The rest of the company’s teams are dedicated to working on outside projects for customers, which are the bread and butter of TeliApp and have helped the company bootstrap. “We’ve taken very little in the way of outside investment” so far, Weiss said, adding that, with Fraud Detect working and on its feet, TeliApp wants to partner with the right investor so it can scale.
Draconis is Still Learning
Draconis is still learning. “We are hooking into a lot of databases and learning a lot. … There’s been a lot of R&D. If we had started developing the check fraud project without understanding what the AI engine was capable of, we would have had to redo everything as we progressed. Now we have the underlying technology and we can build products around it. The engine is vertical agnostic.”
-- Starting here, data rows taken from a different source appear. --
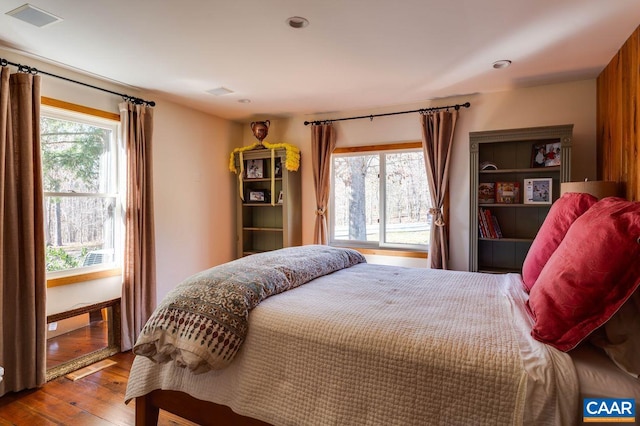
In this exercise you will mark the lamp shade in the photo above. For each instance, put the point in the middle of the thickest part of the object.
(597, 188)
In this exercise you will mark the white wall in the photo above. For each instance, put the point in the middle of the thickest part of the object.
(569, 103)
(193, 188)
(194, 192)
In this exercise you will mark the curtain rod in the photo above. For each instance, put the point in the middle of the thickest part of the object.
(34, 71)
(422, 110)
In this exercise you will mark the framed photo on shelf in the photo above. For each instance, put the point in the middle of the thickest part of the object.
(538, 155)
(538, 191)
(257, 196)
(552, 155)
(546, 155)
(254, 169)
(277, 168)
(508, 192)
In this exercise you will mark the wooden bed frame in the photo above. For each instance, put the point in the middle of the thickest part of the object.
(184, 405)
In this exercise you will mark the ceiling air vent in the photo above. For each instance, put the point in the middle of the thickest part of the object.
(34, 16)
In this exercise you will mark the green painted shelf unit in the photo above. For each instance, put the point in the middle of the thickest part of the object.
(511, 151)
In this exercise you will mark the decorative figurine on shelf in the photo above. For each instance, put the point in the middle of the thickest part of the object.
(260, 130)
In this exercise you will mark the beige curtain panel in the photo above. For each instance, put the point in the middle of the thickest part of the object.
(323, 142)
(22, 263)
(437, 139)
(139, 272)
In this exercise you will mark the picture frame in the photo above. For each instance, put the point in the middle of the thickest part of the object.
(254, 169)
(538, 155)
(486, 193)
(538, 191)
(257, 196)
(277, 168)
(546, 155)
(507, 192)
(553, 154)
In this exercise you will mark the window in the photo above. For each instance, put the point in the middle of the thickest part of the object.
(380, 199)
(80, 180)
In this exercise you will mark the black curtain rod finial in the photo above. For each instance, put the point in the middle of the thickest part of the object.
(34, 71)
(371, 116)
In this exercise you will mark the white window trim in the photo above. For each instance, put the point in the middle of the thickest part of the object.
(380, 245)
(67, 111)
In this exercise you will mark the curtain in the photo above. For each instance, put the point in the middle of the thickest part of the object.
(437, 138)
(23, 278)
(323, 142)
(139, 272)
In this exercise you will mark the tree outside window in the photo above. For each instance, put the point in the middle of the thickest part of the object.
(380, 199)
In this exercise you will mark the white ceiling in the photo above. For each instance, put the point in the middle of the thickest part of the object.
(354, 55)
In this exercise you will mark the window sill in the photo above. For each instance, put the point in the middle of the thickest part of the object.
(391, 252)
(82, 277)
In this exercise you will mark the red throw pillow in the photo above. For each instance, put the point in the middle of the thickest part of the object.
(562, 214)
(593, 272)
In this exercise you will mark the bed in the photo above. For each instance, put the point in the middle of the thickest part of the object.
(315, 335)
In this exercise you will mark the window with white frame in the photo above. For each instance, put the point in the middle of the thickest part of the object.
(380, 199)
(81, 191)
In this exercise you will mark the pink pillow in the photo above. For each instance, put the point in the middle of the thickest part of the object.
(620, 336)
(592, 273)
(562, 214)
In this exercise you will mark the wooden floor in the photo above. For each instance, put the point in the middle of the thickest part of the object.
(97, 399)
(77, 343)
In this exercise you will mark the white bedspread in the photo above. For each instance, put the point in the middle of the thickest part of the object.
(383, 345)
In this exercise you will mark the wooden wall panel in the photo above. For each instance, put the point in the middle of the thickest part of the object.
(618, 119)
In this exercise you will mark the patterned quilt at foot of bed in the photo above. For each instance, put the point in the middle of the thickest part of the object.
(202, 323)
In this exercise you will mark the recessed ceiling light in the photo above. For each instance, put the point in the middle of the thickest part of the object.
(34, 16)
(504, 63)
(297, 22)
(219, 91)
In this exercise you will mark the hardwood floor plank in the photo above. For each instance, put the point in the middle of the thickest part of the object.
(94, 400)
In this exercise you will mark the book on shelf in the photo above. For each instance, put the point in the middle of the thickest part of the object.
(496, 226)
(488, 224)
(482, 230)
(507, 192)
(487, 193)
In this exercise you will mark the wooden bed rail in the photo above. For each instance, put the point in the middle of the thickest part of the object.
(181, 404)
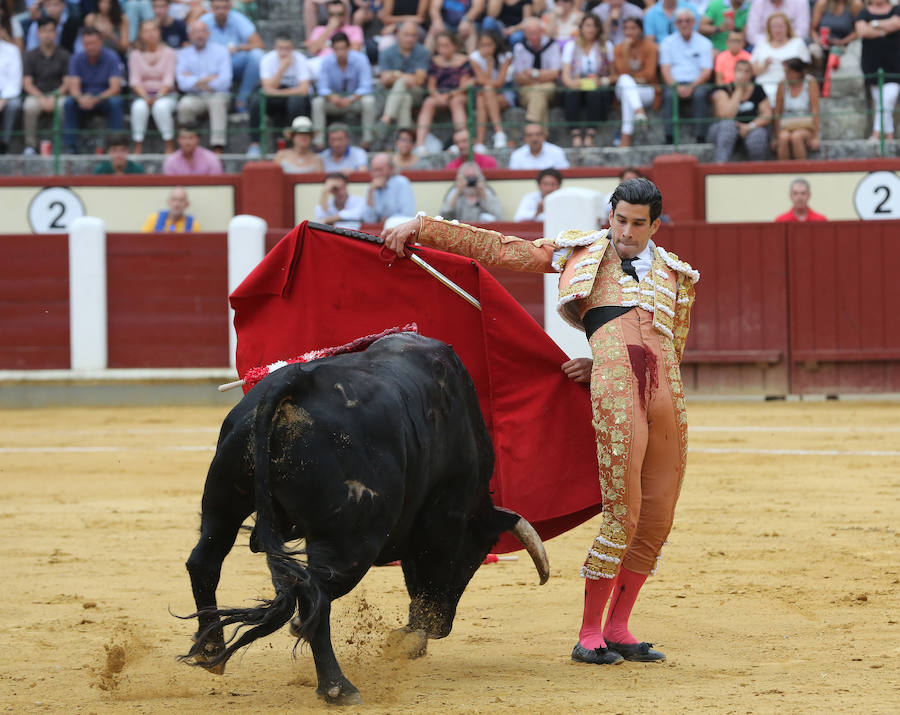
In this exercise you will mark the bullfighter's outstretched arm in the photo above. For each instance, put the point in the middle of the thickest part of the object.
(489, 248)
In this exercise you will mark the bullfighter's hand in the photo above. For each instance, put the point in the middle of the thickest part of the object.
(397, 237)
(578, 369)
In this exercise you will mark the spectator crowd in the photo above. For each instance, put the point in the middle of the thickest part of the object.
(739, 73)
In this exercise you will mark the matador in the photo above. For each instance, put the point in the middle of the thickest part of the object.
(633, 301)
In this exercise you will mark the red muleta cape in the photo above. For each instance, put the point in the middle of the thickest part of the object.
(316, 289)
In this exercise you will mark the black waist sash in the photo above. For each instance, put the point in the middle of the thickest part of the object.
(598, 317)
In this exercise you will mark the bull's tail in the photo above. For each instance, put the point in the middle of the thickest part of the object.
(290, 577)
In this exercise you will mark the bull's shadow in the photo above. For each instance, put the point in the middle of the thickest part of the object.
(370, 458)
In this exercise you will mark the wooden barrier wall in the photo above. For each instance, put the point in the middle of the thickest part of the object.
(781, 308)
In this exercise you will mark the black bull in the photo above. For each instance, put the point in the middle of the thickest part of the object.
(369, 457)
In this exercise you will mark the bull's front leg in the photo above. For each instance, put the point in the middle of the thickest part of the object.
(205, 567)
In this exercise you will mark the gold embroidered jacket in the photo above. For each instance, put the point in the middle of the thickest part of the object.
(580, 257)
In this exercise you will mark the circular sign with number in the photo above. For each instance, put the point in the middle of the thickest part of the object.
(54, 209)
(877, 197)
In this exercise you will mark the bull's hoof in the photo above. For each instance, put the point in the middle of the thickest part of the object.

“We’ve built a brain and we are taking it to school and teaching it about banks and financial fraud. However, depending on the vertical, there will be different types of business logic and different types of data it will need to do its thing.” Weiss alluded to a potential safety and security product for U.S. government agencies, but wouldn’t elaborate.
He noted that, when starting his business, he had been fortunate enough to meet the right people. “We are very friendly with a member of the New York Angels, Gregg Young, who has been an adviser from the beginning. I sent my earliest decks to him.”
They talked about a future AI engine and how it would prevent various forms of fraud. “We knew we would get there. But first we had to build the AI, research the vertical, make the connections, and build the products. In the meantime, we had to pay our bills and our salaries. And we had a lot of mini-adventures along the way. Now, I would say that we are finally ready to take off.”